On Thu, 17 Feb 2005, Gregory Schott wrote:
> 1) There are two network interfaced on the redirector. The issue is that
> using the wrong one in the KanAccess file (the one that is not the same as
> in the xrootd config files) causes to crash the xrootd (and not olbd)
> proccess on the redirector.
> The core file reveals:
> > gdb /opt/xrootd/bin/xrootd core.9418
> #0 0x0806349c in XrdNetwork::getHostName ()
Yes, this is a known problem. The xrootd will crash if it cannot do a
reverse translation of IP address to DNS name for it's own machine. I
should be more graceful and issue an error message and exit. That's on the
list of corrections.
> 2) Strange disk size in the olb redirector log file. I'm using the sep 04
> prod version.
> 050216 18:49:32 9419 olb_a2i: tot dsk value -1463812096 is too small
> 050216 18:49:32 9419 olb_Server: invalid response from f01-001-118.gridka.de:1094
What release are you using? This was a problem in some early releases
dealing with the way parameters were being passed to a function and how
the compiler treated them. It worked using Sun CC but not in g++.
> 3) Probably it's a result of the computing center's instability of
> last weekbut most of the dataservers are not registering with olbd on
> redirector. Only the dataservers that I restarted are now registering. The
> olb logfile of the ones not registering are showing:
> 050211 00:00:00 20383 olb_Config: (c) 2004 SLAC olbd version 20040907-0403 executing as Server
> 050211 14:33:02 20388 olb_Manager: Manager babar2 appears to be dead.
> 050211 14:35:15 20388 olb_Manager: Manager h^RBh^RB appears to be dead.
> 050211 15:03:05 1143 olb_Config: (c) 2004 SLAC olbd version 20040907-0403 initializing as Server
> 050211 15:03:05 1143 olb_Config: Server initialization completed.
> 050211 15:03:05 1155 olb_Start: Waiting for primary server to login.
> 050211 15:03:06 1157 olb_Admin_Login: Primary server 1142 logged in
> 050211 15:03:06 1143 olb_Server: Logged into babar2
> 050211 16:14:01 1149 olb_Manager: Manager babar2 appears to be dead.
> 050211 16:16:14 1149 olb_Manager: Manager h^RBh^RB appears to be dead.
> 050211 16:18:27 1149 olb_Manager: Manager p^p^ appears to be dead.
> 050211 16:20:40 1149 olb_Manager: Manager p^p^ appears to be dead.
> 050211 16:22:54 1149 olb_Manager: Manager p^p^ appears to be dead.
> 050211 16:25:07 1149 olb_Manager: Manager p^p^ appears to be dead.
> Indeed, babar2 has been that day (11/02/2005) around 16:12. This message
> kept going on in the log file until I restarted all the dataserver's
> processes yesterday.
Other people have complained about this and it appears that the 20040907
release is definitely bad. Please switch to the 200408 release we are
using for BaBar analysis (or try the 200502 development release if you are
adevnturous). Also, it appears that the DNS name is getting screwed up (at
least in the messages). Please do a gcore and send me the executable and
core file (or place it in an accessible area).

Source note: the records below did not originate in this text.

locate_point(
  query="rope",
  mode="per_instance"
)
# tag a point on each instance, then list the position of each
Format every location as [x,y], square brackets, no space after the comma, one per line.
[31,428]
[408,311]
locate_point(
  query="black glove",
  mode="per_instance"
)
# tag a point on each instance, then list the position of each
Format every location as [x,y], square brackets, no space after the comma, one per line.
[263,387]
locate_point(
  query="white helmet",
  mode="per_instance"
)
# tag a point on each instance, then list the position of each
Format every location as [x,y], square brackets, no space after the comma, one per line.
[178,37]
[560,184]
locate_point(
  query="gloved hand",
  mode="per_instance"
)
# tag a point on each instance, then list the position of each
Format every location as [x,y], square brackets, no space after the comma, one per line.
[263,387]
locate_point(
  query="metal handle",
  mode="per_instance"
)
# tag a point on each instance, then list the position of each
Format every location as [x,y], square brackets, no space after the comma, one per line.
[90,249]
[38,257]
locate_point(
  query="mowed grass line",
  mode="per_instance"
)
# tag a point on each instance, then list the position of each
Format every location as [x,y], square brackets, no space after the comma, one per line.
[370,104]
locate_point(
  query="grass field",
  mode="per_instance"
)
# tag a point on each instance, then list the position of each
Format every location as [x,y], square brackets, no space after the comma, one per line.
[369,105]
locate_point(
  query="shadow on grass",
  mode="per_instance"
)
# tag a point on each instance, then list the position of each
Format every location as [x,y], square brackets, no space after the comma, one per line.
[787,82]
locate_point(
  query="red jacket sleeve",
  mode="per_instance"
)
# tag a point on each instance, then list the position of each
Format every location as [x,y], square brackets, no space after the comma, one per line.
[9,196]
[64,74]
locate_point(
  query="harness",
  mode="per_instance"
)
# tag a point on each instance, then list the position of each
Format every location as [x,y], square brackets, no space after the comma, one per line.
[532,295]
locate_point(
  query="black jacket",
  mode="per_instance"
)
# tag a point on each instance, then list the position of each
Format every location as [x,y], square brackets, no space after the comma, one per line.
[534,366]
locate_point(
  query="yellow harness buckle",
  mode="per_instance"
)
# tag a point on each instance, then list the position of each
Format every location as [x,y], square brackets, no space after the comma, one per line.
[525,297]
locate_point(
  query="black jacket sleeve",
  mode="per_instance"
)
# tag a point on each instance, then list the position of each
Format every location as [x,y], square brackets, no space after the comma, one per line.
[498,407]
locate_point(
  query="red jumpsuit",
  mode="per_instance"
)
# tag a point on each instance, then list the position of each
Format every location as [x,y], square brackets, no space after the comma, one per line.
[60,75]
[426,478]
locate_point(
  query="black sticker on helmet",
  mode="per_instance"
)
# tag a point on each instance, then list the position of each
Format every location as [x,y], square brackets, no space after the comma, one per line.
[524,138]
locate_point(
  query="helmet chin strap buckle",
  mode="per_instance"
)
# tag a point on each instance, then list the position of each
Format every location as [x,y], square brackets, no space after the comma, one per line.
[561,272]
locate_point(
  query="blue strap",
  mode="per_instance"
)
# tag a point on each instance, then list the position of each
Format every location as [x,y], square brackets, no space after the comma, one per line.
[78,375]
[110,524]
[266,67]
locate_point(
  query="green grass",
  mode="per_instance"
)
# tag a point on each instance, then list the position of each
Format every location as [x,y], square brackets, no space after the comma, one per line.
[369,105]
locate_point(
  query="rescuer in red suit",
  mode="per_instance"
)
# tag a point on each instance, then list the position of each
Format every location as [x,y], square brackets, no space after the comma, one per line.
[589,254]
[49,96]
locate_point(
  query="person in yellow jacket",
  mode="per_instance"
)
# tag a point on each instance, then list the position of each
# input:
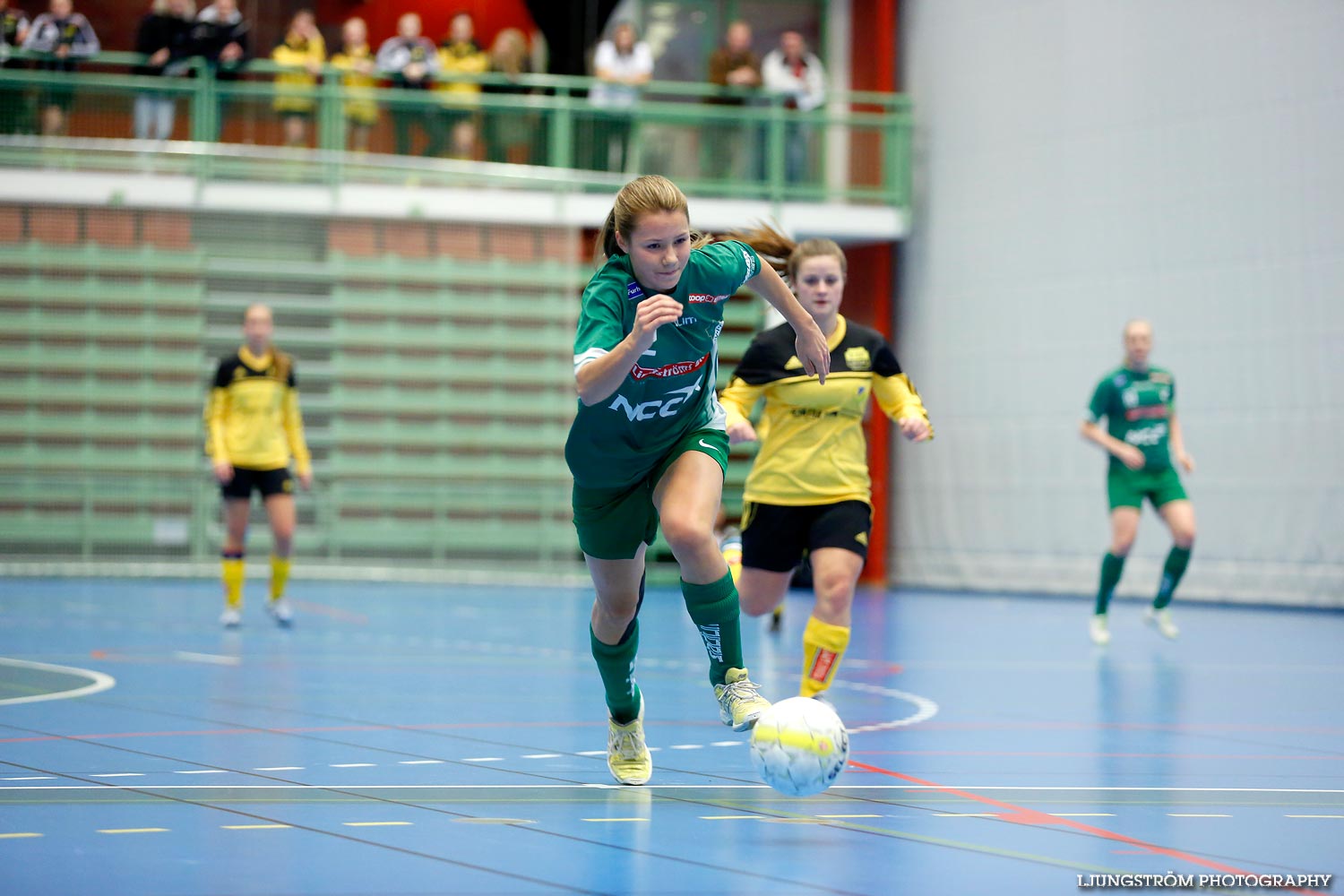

All of this points out to a packaging problem we have. The only way we
really test releases is to create what we call a development release. That,
unfortunately, makes it available to everyone else -- even before we can
certify it as being materially correct. I do know we've had some
development releases that should have never seen the light of day, but
unfortuantely the process lets them out. We are trying to get a new
process in to place that will *never* cut a release unless we know that it
will actually work on a reasonablly sized system.